Showing posts with label Conversations. Show all posts
Showing posts with label Conversations. Show all posts

Wednesday, February 11, 2026

took my breath away

I had been waiting with bated breath like so many to read the lovely Nicole's new novel Inhale Exhale and I devoured it in one long binge, barely pausing to catch my breath. It's a breath of fresh air, and I could hear Nicole's good sense, compassion, humor, and patience on every page. Nicole enjoys Catherine Newman and Katherine Heiny and this novel is elegant and unflinching absolutely belongs the shelf with those greats.

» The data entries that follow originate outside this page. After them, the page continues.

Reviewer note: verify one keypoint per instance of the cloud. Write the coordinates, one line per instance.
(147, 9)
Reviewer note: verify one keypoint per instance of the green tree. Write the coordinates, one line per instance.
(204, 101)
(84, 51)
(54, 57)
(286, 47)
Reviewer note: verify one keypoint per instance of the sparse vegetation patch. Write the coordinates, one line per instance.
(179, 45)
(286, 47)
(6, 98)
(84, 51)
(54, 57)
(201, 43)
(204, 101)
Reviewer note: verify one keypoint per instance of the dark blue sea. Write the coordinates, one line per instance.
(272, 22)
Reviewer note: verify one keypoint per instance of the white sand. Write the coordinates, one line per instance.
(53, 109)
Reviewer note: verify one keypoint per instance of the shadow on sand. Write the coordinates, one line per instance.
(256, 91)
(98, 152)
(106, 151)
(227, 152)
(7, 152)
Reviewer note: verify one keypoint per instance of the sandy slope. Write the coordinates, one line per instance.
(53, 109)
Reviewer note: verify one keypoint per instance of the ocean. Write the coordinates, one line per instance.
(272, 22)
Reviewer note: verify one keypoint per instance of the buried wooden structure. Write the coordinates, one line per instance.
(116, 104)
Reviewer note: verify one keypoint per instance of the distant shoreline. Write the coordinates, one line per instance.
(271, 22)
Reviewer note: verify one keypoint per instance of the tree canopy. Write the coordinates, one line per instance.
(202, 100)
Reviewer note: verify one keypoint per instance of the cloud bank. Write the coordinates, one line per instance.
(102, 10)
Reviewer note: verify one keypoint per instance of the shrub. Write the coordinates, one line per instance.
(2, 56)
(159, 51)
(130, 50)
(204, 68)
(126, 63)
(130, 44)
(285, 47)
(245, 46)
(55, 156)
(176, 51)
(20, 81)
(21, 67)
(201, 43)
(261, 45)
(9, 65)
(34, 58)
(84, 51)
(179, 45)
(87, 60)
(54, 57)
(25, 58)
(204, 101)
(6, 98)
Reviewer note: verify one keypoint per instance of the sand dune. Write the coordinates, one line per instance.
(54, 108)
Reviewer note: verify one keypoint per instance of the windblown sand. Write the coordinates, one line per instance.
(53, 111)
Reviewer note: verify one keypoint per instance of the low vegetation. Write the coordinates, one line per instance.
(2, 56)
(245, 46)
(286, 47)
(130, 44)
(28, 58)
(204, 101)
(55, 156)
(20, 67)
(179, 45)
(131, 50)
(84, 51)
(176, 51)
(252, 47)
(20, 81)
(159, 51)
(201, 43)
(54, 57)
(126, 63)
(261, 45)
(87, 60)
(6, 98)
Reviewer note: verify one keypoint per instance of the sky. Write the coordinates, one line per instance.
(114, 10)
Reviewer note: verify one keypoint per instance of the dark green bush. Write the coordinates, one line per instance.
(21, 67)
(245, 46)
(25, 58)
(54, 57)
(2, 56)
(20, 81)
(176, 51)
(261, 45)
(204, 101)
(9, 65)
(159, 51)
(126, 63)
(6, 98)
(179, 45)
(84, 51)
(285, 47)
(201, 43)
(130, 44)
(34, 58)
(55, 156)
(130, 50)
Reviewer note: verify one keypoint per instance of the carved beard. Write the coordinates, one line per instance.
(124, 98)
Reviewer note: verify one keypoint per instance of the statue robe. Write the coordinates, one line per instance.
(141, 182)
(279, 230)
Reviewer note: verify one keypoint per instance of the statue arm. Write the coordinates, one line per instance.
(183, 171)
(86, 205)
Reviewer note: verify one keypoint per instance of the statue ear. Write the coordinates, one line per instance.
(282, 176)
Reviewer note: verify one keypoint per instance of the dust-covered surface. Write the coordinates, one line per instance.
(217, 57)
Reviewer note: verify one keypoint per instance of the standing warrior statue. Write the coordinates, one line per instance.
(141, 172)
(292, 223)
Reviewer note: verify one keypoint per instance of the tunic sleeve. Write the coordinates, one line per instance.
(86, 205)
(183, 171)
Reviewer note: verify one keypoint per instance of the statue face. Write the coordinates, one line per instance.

Totally chuffed to see a teacher in the book with (part of) my name! (There's a "Maya" too, but then the world is full of illusion. Ha.)

Also chuffed to see the anthology I was in last year, made it to Bibliomama's 5-star reads of 2025. (I think it says so much about her kindness!)

Pic: Because all my breath-related jests weren't enough, I posed Nicole's novel with a Buddha because the protagonist, Michelle, is a yogi.

Tuesday, February 10, 2026

Ok, I've been sick (but here's kindness, smiles, and a speech)

I did bring back an unwelcome souvenir as Nance called it, but I believe I'm on the mend. I had to cancel class (can't remember the last time I did that!), but I got plenty of rest and read like a demon.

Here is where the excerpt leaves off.